Member Reviews
This is a fascinating, well-researched and well-written family memoir/biography, and I very much enjoyed it. Anne Tazewell’s father left the family when she was just six and she rarely saw him after that. Working as an environmentalist attempting to reduce the world’s reliance on oil, she was naturally intrigued to discover the role her father James M Eichelberger had played in the geopolitics of the Middle East and the development of the oil industry. The book is at once an exploration of that industry, the CIA’s involvement in it and the key role her father played. It’s an emotional project for her, as she tries to understand her father’s motivation, and it is indeed a murky tale. We’re inured these days to the shock of learning of the shenanigans of the CIA in trying to influence world affairs, but reading about their involvement in this area still manages to shock.
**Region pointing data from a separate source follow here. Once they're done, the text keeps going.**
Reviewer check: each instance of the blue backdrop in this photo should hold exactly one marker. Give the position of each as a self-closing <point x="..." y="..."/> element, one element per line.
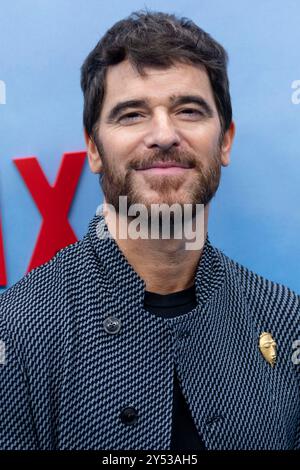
<point x="254" y="218"/>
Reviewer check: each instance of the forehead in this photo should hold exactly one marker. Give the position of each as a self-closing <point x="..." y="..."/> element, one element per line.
<point x="124" y="82"/>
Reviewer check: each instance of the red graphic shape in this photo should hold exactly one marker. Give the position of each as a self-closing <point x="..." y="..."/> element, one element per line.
<point x="53" y="202"/>
<point x="3" y="277"/>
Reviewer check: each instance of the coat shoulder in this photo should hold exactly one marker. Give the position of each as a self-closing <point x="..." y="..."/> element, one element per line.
<point x="263" y="295"/>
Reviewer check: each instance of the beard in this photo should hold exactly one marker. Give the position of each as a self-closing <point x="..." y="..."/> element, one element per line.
<point x="201" y="190"/>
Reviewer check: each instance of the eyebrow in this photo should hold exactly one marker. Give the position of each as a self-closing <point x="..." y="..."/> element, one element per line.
<point x="174" y="100"/>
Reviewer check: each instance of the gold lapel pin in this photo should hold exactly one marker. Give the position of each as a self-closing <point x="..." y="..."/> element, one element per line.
<point x="267" y="347"/>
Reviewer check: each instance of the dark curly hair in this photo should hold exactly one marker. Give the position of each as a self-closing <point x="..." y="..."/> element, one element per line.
<point x="154" y="39"/>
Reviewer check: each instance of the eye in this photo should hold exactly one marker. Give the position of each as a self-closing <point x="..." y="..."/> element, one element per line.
<point x="129" y="117"/>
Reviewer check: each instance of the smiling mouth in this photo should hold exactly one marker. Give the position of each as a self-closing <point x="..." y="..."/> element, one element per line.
<point x="165" y="168"/>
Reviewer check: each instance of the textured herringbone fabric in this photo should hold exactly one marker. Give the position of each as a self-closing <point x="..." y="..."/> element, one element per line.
<point x="66" y="380"/>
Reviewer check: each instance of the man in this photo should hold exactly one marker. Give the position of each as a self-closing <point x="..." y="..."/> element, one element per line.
<point x="138" y="342"/>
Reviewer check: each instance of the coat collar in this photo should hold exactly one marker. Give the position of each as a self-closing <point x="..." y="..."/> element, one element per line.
<point x="123" y="279"/>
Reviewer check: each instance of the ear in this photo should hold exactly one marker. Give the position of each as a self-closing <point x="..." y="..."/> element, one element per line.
<point x="227" y="144"/>
<point x="94" y="158"/>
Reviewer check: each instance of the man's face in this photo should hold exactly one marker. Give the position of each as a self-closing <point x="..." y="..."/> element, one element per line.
<point x="171" y="119"/>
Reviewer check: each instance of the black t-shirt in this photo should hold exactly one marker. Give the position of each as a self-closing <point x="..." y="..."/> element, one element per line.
<point x="184" y="432"/>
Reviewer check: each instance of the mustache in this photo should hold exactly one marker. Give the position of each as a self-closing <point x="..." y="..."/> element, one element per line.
<point x="183" y="158"/>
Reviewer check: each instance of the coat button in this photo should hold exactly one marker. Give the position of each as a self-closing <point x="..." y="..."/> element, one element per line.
<point x="184" y="334"/>
<point x="112" y="325"/>
<point x="129" y="415"/>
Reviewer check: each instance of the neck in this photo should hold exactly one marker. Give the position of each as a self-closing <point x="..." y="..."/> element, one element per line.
<point x="165" y="265"/>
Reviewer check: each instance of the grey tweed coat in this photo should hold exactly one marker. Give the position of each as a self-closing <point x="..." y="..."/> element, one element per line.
<point x="85" y="366"/>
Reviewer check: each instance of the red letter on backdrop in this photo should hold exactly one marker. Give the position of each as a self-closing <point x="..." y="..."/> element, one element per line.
<point x="53" y="203"/>
<point x="3" y="280"/>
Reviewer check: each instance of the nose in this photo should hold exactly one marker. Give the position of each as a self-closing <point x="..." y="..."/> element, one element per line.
<point x="162" y="133"/>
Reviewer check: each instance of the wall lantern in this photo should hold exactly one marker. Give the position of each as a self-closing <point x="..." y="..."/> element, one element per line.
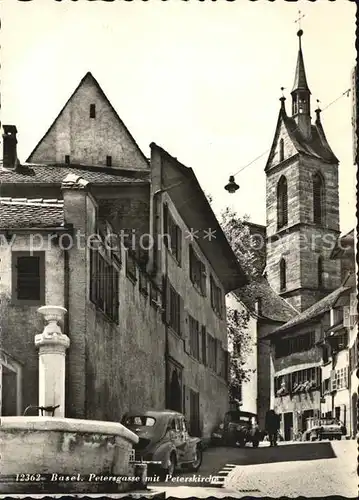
<point x="232" y="186"/>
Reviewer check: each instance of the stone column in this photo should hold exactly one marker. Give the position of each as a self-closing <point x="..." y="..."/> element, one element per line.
<point x="52" y="344"/>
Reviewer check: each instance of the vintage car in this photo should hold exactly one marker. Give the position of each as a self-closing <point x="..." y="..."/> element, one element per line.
<point x="237" y="429"/>
<point x="164" y="441"/>
<point x="324" y="428"/>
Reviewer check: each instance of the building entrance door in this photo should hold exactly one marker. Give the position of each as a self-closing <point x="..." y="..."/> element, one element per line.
<point x="288" y="426"/>
<point x="194" y="413"/>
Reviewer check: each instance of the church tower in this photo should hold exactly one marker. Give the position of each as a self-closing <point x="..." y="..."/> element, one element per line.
<point x="302" y="202"/>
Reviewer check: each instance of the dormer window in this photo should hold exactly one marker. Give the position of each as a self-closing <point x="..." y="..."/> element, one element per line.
<point x="282" y="203"/>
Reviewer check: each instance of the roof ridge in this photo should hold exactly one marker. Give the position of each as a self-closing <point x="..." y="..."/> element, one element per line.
<point x="32" y="201"/>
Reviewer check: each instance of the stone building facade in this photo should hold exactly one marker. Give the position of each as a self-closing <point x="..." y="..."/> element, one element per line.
<point x="146" y="320"/>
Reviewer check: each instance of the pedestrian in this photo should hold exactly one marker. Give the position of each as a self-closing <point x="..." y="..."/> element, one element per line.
<point x="272" y="426"/>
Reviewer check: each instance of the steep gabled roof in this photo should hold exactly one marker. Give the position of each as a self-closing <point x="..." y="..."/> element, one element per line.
<point x="316" y="146"/>
<point x="272" y="306"/>
<point x="49" y="174"/>
<point x="90" y="77"/>
<point x="20" y="213"/>
<point x="313" y="312"/>
<point x="196" y="212"/>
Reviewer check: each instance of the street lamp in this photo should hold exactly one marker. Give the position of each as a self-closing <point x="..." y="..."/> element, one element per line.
<point x="232" y="186"/>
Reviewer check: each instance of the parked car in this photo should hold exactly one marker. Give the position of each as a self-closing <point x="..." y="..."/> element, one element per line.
<point x="164" y="438"/>
<point x="324" y="428"/>
<point x="237" y="429"/>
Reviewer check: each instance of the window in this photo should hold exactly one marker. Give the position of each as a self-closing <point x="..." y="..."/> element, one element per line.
<point x="143" y="282"/>
<point x="216" y="298"/>
<point x="104" y="284"/>
<point x="197" y="271"/>
<point x="281" y="150"/>
<point x="194" y="337"/>
<point x="300" y="343"/>
<point x="282" y="202"/>
<point x="318" y="199"/>
<point x="221" y="360"/>
<point x="154" y="295"/>
<point x="212" y="353"/>
<point x="28" y="277"/>
<point x="282" y="274"/>
<point x="131" y="266"/>
<point x="174" y="306"/>
<point x="326" y="386"/>
<point x="172" y="234"/>
<point x="320" y="271"/>
<point x="340" y="379"/>
<point x="204" y="345"/>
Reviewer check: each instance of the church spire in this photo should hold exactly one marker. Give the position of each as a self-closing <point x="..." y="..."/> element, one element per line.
<point x="301" y="94"/>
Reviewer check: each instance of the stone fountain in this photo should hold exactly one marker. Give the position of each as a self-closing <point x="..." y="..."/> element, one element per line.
<point x="55" y="454"/>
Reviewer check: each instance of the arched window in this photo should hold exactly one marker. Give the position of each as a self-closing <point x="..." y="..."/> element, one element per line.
<point x="282" y="274"/>
<point x="281" y="150"/>
<point x="282" y="202"/>
<point x="320" y="271"/>
<point x="318" y="199"/>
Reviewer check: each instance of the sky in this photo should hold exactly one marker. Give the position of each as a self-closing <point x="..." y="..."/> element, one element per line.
<point x="201" y="79"/>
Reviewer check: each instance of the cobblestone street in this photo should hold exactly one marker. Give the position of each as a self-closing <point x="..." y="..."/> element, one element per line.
<point x="292" y="469"/>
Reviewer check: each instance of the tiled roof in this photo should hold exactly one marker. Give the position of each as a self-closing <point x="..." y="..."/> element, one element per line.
<point x="316" y="146"/>
<point x="317" y="309"/>
<point x="36" y="213"/>
<point x="272" y="306"/>
<point x="47" y="174"/>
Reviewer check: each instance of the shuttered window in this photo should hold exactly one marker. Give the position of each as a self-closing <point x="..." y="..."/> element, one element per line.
<point x="318" y="199"/>
<point x="197" y="271"/>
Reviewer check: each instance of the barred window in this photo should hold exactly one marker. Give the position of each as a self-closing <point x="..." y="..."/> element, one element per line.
<point x="197" y="271"/>
<point x="204" y="344"/>
<point x="300" y="343"/>
<point x="104" y="284"/>
<point x="216" y="298"/>
<point x="212" y="353"/>
<point x="28" y="277"/>
<point x="131" y="265"/>
<point x="282" y="203"/>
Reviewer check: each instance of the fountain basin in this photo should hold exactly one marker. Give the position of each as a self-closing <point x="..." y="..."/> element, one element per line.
<point x="55" y="455"/>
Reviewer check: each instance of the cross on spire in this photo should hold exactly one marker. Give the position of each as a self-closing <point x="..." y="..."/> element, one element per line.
<point x="298" y="20"/>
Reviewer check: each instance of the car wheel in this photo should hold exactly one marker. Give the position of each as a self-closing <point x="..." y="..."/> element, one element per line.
<point x="313" y="436"/>
<point x="171" y="468"/>
<point x="196" y="464"/>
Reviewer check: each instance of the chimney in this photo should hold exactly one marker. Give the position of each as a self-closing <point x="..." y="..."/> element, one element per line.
<point x="9" y="146"/>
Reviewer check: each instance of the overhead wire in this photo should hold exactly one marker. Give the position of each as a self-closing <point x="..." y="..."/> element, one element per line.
<point x="346" y="92"/>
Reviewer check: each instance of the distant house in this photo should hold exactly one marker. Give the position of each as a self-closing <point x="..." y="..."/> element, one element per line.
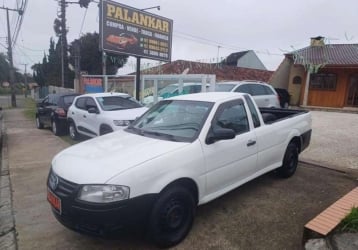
<point x="244" y="59"/>
<point x="324" y="75"/>
<point x="223" y="72"/>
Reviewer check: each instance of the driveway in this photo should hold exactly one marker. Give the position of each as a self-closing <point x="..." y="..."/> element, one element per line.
<point x="267" y="213"/>
<point x="334" y="141"/>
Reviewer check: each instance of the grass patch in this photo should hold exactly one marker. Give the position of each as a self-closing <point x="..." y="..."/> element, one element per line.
<point x="350" y="223"/>
<point x="30" y="108"/>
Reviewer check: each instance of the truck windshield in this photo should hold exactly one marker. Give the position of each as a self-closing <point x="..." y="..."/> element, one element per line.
<point x="177" y="120"/>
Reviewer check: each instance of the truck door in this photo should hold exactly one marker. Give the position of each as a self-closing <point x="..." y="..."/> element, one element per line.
<point x="230" y="161"/>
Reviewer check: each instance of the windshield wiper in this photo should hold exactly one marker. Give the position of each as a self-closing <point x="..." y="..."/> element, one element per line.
<point x="167" y="136"/>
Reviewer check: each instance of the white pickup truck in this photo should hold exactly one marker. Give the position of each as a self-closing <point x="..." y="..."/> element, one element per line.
<point x="183" y="152"/>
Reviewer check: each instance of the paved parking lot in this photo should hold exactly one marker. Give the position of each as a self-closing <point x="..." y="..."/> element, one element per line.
<point x="334" y="140"/>
<point x="267" y="213"/>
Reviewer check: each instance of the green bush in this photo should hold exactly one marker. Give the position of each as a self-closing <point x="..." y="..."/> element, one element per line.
<point x="30" y="108"/>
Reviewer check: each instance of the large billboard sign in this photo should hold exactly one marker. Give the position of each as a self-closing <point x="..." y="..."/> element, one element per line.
<point x="130" y="31"/>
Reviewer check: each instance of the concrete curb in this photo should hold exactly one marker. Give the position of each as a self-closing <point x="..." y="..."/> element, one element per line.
<point x="348" y="171"/>
<point x="7" y="220"/>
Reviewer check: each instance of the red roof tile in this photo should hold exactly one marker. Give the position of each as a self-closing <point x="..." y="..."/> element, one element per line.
<point x="222" y="72"/>
<point x="330" y="54"/>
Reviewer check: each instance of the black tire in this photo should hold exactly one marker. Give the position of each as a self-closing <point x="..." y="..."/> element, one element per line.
<point x="73" y="131"/>
<point x="290" y="161"/>
<point x="55" y="127"/>
<point x="39" y="124"/>
<point x="172" y="216"/>
<point x="105" y="129"/>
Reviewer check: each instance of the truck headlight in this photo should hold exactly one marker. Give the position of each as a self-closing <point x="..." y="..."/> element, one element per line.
<point x="122" y="123"/>
<point x="103" y="193"/>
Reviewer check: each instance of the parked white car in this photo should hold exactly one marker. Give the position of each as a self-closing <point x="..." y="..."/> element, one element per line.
<point x="101" y="113"/>
<point x="183" y="152"/>
<point x="174" y="90"/>
<point x="263" y="93"/>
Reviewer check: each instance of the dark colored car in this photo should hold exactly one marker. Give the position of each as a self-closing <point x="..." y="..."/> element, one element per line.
<point x="284" y="97"/>
<point x="52" y="112"/>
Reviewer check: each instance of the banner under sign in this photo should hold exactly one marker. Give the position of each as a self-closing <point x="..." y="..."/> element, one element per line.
<point x="127" y="30"/>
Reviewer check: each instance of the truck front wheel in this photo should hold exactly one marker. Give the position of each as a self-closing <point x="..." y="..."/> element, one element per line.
<point x="172" y="216"/>
<point x="290" y="161"/>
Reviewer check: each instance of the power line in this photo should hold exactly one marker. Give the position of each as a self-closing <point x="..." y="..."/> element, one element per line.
<point x="216" y="44"/>
<point x="27" y="48"/>
<point x="23" y="9"/>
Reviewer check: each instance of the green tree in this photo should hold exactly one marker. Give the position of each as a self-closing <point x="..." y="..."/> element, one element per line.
<point x="91" y="56"/>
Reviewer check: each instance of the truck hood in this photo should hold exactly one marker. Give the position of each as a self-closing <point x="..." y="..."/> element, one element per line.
<point x="97" y="160"/>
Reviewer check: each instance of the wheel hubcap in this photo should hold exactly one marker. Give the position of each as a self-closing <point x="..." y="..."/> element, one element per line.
<point x="72" y="131"/>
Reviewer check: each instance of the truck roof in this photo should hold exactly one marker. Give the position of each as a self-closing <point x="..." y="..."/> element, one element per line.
<point x="209" y="96"/>
<point x="103" y="94"/>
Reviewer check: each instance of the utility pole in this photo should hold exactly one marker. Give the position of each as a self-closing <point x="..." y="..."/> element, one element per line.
<point x="64" y="58"/>
<point x="9" y="52"/>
She chronicles her own life and career here as well, and mostly I found this equally interesting, although I felt that the inclusion of her own children’s sometimes dysfunctional stories rather distracted from the main narrative. Overall, however, this is well worth reading, and I learnt a lot.
What a fascinating, fast-paced story about family, political history and spies. It was so riveting! I really enjoyed learning about Anne's family history. What a great read!
A Good Spy Leaves No Trace: Big Oil, CIA Secrets, and a Spy Daughter’s Reckoning by Anne E Tazewell. This is a book that interleaves three stories: (1) the story of James E Eichelberger, Ms. Tazewell’s father, (2) her life in which some of her choices seem to be as a result of her father and (3) the impact perhaps of her choices on her three children.
Tazewell is similar in age to me, both of us born in the early 1950’s. Her father after serving in the European theater of WWII behind enemy lines, joins the OSS. This later becomes the CIA and he is involved with Miles Copeland Jr. and Kim Roosevelt in the Middle East ensuring that oil is controlled and pumped by American companies. Ms. Tazewell and her mother live the expat life in Beirut and Cairo until it goes all wrong and Eichelberger leaves them for another woman. They return to Washington DC and their father like a ghost appears a few times over the years and leaves again. He dies penniless and an alcoholic. So, the primary part of this story is many years later when Ms. Tazewell attempts to learn about her father’s life and why he abandoned them. Although she is not a historian, she does a very good job with limited information available to contact old CIA people or more often than not their wives to attempt to learn more. This is difficult since he was in the CIA and his reports and records are sealed. Nevertheless, she tells a wonderful story of the early years in Beirut and Cairo and the people who float into this life. For example, the place to go in Beirut is the bar at The St. Georges Hotel a meeting place of spies. Here her father meets Kim and St. John Philby, a young and at that time on our side Saddam Hussein. In Cario, Eichelberger play chess often with Gamal Abdel Nasser. This story line is interesting and she lists many books related to this era. I also found myself reading and searching on Google to fill in some of the back story.
The second story is about Ms. Tazewell’s life. I think it is never easy or honest to try to describe 60 years and when choices were made or just happed. She is a flower child drawn to sex, drugs and travel to hippy land destinations. She meets her husband-Richard a musician and they live the life of what seems like no money in Key West. This story is so-so in my opinion and there is too much of about me that does not come across as completely honest. Why we needed to know she was estranged from her husband due to an affair she had. Which she calls “a dalliance”, I never wanted to know. It is ironic, that a major life’s calling for her is advocating and obtaining Federal funds to study alternative fuels for transportation. The exact opposite of her father ensuring oil is pumped to fuel America’s dependence on cars and trucks. She is very successful in building a group at North Carolina State University supporting these efforts for the state.
The part of the story I could do without are the lives of her children. I will not go into much detail but I think their choices may mean there is little in their 401K’s when they get to a certain age.
Would I recommend this book? Maybe, the story of her father and this time in US/CIA history is interesting and she writes well and interesting of this era. Her life? Not so interesting except to her.